I briefly considered a cat, but opted for a disposable trap which is supposed to enclose and conceal the little corpse, obviously designed for squeamish types like me who don’t want visual evidence they’ve just killed a furry animal they actually find quite cute when it’s not scuttling about the house at night spreading all sorts of diseases. One of the traps was accidentally set off as I decided how to position it for maximum murderous effect, and by golly it was loud. Now I have two conflicting dreads: hearing that horrible noise in the night, or not hearing it and finding more droppings tomorrow.

With an imminent return to work, childcare guilt, a crappy haircut, and legions of spiders and bugs that already torment me with their choice of abode, I hardly need anything else grabbing hold of my delicate nerves to stretch them even more uncomfortably taut. Et tu, Mickey?

Thursday, 15 March 2007

You Know Your Haircut Sucks When...

1) The most common reaction you get is surreptitious, raised-eyebrow glances;

2) The only remarks your loved ones make are:

(a) Huh, I thought you looked different.
(b) You should go to my hairdresser, she’s really good.

Oddly enough, I still like it. It just needs some fine-tuning.

Tuesday, 13 March 2007

Why Oh Why?

Every so often I feel an irresistible urge to meddle with my appearance in some painful or disastrous way. Whether it’s tweezing my legs, armpits or bikini line, or taking up a pair of scissors and shearing hanks of hair from my head, my better judgement always chooses that moment to turn away and twiddle her thumbs while whistling a carefree tune.

I’ve done it again.

A friend of mine says the only difference between a bad haircut and a good one is two weeks. Let’s hope it’s more like one and a half.

The End Is Nigh

There are now only two weeks to go until my return to work, and I can’t help but feel the same way I used to when I was a schoolgirl: when the gloriously long summer holidays during which the previous year’s lessons trickled out of my brain unchecked were nearly over, and those hateful back-to-school merchandise ads mocked me with their timely bargains. That same pulsating ball of violently ill, metamorphosing larvae is lodged somewhere in the region of my diaphragm (anatomical, not contraceptive), and this time I don’t know if they’ll be appeased by the promise of new stationery.

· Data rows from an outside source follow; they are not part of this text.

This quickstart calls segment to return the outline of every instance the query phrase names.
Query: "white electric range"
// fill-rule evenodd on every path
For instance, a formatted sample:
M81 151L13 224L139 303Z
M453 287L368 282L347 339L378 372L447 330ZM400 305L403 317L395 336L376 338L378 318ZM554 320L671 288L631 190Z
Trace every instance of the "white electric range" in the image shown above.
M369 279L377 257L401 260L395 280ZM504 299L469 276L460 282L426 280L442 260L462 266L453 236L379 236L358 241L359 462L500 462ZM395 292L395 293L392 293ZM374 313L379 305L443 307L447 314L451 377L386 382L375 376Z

I’ve been trying to quell the rising dread with reminders of the benefits I’ll soon be enjoying, but my half-hearted attempts at a list have not produced anything compelling. Sure, I’ll be getting paid again, but I’m doubtful there’ll be much left over after Mr. Costello and childcare have taken their sizeable chunks. Yes, I’ll have more interaction with adults, but my children (who even with their tantrums and sometimes maddening behaviour are always preferable to many grown-ups I know) I’ll probably only see for around three hours a day. Alright, my sartorial aesthetics will improve, but have you not read a single post on this blog? I’d go everywhere in my pyjamas if I thought I could pull it off without looking like an escapee from the psychiatric ward.

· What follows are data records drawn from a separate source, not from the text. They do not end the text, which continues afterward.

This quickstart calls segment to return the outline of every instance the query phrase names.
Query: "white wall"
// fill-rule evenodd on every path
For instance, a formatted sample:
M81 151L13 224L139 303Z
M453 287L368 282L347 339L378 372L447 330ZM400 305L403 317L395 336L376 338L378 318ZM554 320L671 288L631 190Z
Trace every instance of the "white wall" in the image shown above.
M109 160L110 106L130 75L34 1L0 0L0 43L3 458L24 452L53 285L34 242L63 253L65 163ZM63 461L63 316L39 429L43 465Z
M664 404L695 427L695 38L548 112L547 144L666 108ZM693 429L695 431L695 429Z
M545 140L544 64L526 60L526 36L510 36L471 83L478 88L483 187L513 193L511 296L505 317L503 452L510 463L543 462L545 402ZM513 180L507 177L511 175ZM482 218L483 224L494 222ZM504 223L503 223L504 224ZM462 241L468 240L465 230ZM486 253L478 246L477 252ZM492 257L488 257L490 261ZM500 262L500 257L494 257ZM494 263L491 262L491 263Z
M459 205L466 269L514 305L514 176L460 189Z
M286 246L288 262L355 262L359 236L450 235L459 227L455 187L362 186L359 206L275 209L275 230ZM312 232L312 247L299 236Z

The only outcome of a return to work I can grudgingly admit may be positive, is receiving sufficient stimulation for my brain to return to reasonably intelligent function. I’m talking about being able to think of the mot juste without having to resort to frequent consultation of the thesaurus and dictionary, or even worse having it elude me entirely like a butterfly just out of reach of my tattered and ineffectual net. I’m referring to the ability to string together a sentence, a paragraph, a page of something vaguely interesting to read that doesn’t leave me sunk in despair and clinging to my earlier scrawlings like a once-vaunted starlet now fallen into obscurity obsessively watches her own films to remind her she was once The Next Big Thing.

Then I can lament the lack of time and energy to fulfil my childhood ambition, whilst deflecting attention from my laziness, half-arsedness and disavowed mediocrity, so much more eloquently.

In the meantime, there’s a well-stocked supply room in my office building – and there’s a fistful of pens with my name on it.